Litvinenko’s assassination is only one of several.  The earlier deaths included journalist/Putin critic Anna Politkovskaya in October 2006 and opposition leader Boris Nemtsov in February 2015.  Both were on the wrong side of Putin, and both suffered standard KGB eliminations – apparently “random” street shootings.  This was especially easy, since their deaths took place in Russia, where Putin’s cronies pulled all the investigative strings to round up the usual suspects.  This means these were in no way as thoroughly investigated as the Litvinenko case, which took place in London.

A Putinesque assassination on a grander scale was also examined recently by an exhaustive Polish parliamentary inquiry.  It examined the orchestrated 2010 plane crash in Smolensk, Russia, which (conveniently) killed Poland’s president and 96 members of the top echelon of his pro-Western government.  The accident, ignored in the West as another airplane mishap, was reported later by the brave British judge as “probably” carried out under authority of Putin yet of little significance.

It was linked, by its commemorative mission, to a far worse Russian secret service murder: the WWII Katyn Forest massacre of 22,000 Polish officer prisoners and senior officials, originally blamed by Russia for 75 years on the Germans.  Russia was to finally admit responsibility for the Katyn Massacre in a public ceremony in Smolensk.  But Putin, with his eyes on Ukraine and other gambits, decided it would be untimely PR and mounted a diversion – permanently.  The crash of the Poland’s Air Force One, a Tupolev Tu-154, solved the problem.  It led to Poland’s post-crash government, loaded with pro-Russian holdovers and Russian apparatchiks, to quickly accept, without question, Russia’s explanation of the crash: pilot error while attempting a landing in bad weather.  The Polish parliament, however, conducted its own investigation of the crash, backed by forensic evidence, which concluded it was caused by two bombs onboard the plane.  
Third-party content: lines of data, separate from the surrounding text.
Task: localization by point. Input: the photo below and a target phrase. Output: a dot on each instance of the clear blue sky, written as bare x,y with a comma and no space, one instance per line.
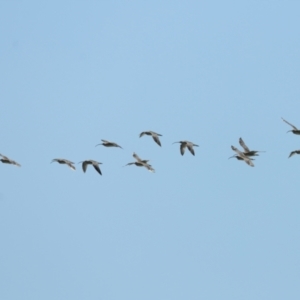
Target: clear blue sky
201,227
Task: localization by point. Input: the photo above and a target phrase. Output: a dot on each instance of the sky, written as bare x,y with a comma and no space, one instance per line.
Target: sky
200,227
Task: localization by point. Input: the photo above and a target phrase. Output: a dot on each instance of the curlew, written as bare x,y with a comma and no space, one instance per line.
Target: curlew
295,130
141,163
187,144
94,163
154,135
64,161
248,152
241,156
7,160
109,144
294,152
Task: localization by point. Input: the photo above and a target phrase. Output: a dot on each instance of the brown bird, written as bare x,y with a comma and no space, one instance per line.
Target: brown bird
187,144
295,130
109,144
247,152
141,163
294,152
94,163
64,161
7,160
241,156
154,135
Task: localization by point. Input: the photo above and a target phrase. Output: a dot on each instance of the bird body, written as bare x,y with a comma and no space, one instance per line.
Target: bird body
7,160
295,130
94,163
64,161
186,144
247,151
141,163
154,135
109,144
241,156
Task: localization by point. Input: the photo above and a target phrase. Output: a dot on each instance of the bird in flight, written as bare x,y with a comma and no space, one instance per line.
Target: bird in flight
154,135
294,152
141,163
241,156
295,130
94,163
247,152
7,160
64,161
109,144
186,144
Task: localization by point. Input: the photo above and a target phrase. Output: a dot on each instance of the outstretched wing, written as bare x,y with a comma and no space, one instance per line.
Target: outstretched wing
156,139
182,148
248,162
190,147
97,168
290,124
242,143
136,157
5,157
84,165
241,154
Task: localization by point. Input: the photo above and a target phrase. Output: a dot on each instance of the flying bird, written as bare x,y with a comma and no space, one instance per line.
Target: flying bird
295,130
94,163
294,152
7,160
241,156
64,161
109,144
141,163
154,135
187,144
247,152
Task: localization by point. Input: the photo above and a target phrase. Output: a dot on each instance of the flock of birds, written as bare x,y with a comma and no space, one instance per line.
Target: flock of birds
245,155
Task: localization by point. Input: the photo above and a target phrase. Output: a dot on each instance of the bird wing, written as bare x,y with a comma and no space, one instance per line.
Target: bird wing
241,154
290,124
5,157
182,148
97,168
70,165
156,139
248,161
15,163
136,157
242,143
149,168
84,165
294,152
191,149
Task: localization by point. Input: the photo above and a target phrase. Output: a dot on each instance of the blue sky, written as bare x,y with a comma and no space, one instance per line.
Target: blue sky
200,227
The October 2015 Polish elections placed the pre-crash, pro-Western conservative Law and Justice party back in power.  Because the new government sought to clear out embedded Russian propagandists and lackeys, as well as to halt unfettered, costly immigration of restless, anti-Western Muslim youth – to the chagrin of America’s liberal media – it was quickly tagged, by America, as too far right.

Poland’s newly elected center-right government has now sued Russia for the return of the Smolensk plane, the black box, and all material from the crash scene.  It sought a truthful inquiry.  In a January 22, 2016 conference with the Polish delegation in Moscow, the Russians stated that the return of the wreckage of the Polish plane would be possible “after the investigation is completed” and only after mutual agreement regarding the cause of the crash – a clear admission by the Russians that their perfidy will be obvious once the evidence is in neutral hands.
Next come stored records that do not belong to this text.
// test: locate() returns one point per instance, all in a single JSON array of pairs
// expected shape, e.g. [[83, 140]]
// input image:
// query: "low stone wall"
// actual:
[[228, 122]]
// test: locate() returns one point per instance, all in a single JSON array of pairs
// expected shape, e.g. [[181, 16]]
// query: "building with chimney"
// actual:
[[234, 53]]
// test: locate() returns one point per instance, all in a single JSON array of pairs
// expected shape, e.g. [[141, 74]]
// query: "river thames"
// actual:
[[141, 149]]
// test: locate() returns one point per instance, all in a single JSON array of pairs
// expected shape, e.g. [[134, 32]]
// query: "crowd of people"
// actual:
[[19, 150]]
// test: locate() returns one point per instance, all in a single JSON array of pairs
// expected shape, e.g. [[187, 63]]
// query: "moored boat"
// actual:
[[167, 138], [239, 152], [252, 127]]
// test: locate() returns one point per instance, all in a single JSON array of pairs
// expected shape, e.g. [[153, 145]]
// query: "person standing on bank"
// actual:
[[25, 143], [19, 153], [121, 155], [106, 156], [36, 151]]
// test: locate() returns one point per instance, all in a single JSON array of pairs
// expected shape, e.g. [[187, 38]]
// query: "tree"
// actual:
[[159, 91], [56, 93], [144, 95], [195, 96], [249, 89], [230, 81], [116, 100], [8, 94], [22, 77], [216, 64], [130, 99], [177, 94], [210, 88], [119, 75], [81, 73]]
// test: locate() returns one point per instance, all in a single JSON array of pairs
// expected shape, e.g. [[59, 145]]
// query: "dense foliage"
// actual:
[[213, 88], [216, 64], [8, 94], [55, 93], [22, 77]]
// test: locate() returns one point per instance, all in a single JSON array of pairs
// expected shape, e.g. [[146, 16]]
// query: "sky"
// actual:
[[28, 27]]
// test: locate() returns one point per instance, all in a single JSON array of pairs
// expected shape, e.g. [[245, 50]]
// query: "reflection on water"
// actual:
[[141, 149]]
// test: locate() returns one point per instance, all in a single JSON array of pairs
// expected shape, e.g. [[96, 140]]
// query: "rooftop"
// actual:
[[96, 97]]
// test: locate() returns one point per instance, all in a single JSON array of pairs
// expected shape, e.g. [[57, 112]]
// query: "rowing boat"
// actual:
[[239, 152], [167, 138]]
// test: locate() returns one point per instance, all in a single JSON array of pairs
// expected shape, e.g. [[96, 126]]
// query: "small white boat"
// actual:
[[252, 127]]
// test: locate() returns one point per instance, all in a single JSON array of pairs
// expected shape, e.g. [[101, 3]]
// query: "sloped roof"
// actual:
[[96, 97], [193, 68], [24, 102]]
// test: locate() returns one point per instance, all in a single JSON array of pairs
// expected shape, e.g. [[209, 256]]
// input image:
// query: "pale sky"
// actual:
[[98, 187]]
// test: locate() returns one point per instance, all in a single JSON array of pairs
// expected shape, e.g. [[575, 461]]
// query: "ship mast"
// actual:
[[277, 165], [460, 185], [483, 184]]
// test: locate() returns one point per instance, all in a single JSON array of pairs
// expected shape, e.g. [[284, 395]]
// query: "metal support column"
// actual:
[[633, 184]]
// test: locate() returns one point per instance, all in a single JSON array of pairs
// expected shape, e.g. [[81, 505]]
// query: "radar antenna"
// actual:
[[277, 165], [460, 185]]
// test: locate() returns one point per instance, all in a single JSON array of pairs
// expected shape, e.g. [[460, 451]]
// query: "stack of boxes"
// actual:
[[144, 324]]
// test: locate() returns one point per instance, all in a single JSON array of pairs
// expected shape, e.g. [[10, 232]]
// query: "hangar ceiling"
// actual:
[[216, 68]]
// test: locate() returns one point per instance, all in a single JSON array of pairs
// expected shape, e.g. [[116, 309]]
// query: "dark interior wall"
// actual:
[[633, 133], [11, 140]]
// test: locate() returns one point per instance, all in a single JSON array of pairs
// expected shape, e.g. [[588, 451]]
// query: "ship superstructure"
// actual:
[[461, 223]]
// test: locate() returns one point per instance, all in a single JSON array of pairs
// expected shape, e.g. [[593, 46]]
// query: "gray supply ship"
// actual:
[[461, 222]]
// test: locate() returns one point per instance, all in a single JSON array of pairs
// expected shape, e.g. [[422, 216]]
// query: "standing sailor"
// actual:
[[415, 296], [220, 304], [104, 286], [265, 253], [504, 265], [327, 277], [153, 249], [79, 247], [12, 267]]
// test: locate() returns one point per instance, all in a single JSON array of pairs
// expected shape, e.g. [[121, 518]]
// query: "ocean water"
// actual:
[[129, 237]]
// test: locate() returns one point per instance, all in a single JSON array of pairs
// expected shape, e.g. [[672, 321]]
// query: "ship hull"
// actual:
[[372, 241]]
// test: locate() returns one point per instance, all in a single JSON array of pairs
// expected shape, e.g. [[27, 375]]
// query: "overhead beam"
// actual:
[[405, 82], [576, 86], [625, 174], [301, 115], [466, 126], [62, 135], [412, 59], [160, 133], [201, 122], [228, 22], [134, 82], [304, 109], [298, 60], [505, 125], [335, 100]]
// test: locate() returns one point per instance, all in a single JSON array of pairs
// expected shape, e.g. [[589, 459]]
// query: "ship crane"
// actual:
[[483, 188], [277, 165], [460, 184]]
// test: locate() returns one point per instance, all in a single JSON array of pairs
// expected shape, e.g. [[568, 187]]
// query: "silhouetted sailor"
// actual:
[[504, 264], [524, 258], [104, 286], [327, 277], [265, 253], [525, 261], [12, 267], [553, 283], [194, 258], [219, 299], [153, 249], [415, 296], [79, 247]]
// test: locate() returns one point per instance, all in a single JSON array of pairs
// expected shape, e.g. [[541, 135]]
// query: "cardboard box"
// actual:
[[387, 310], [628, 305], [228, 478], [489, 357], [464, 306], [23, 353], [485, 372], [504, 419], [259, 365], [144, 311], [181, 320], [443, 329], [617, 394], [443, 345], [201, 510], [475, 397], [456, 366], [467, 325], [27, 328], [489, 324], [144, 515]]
It took Poland’s minister of national defense, Antoni Macierewicz, who chaired Poland’s parliamentary investigation, to challenge Putin’s version of the crash.  It remains to be seen how our media explains Poland’s independence and ability to manage its own affairs now.  Yet Putin bides his time, knowing that a fresh supply of his Russian-Polish operatives will tighten control of Poland and tamp down the nascent calls for justice to once again bring this noisy, untrained cur of a former satellite back under the control Russia had before the recent elections.  And he has America – and our media – on his side to make that undemocratic silencing happen.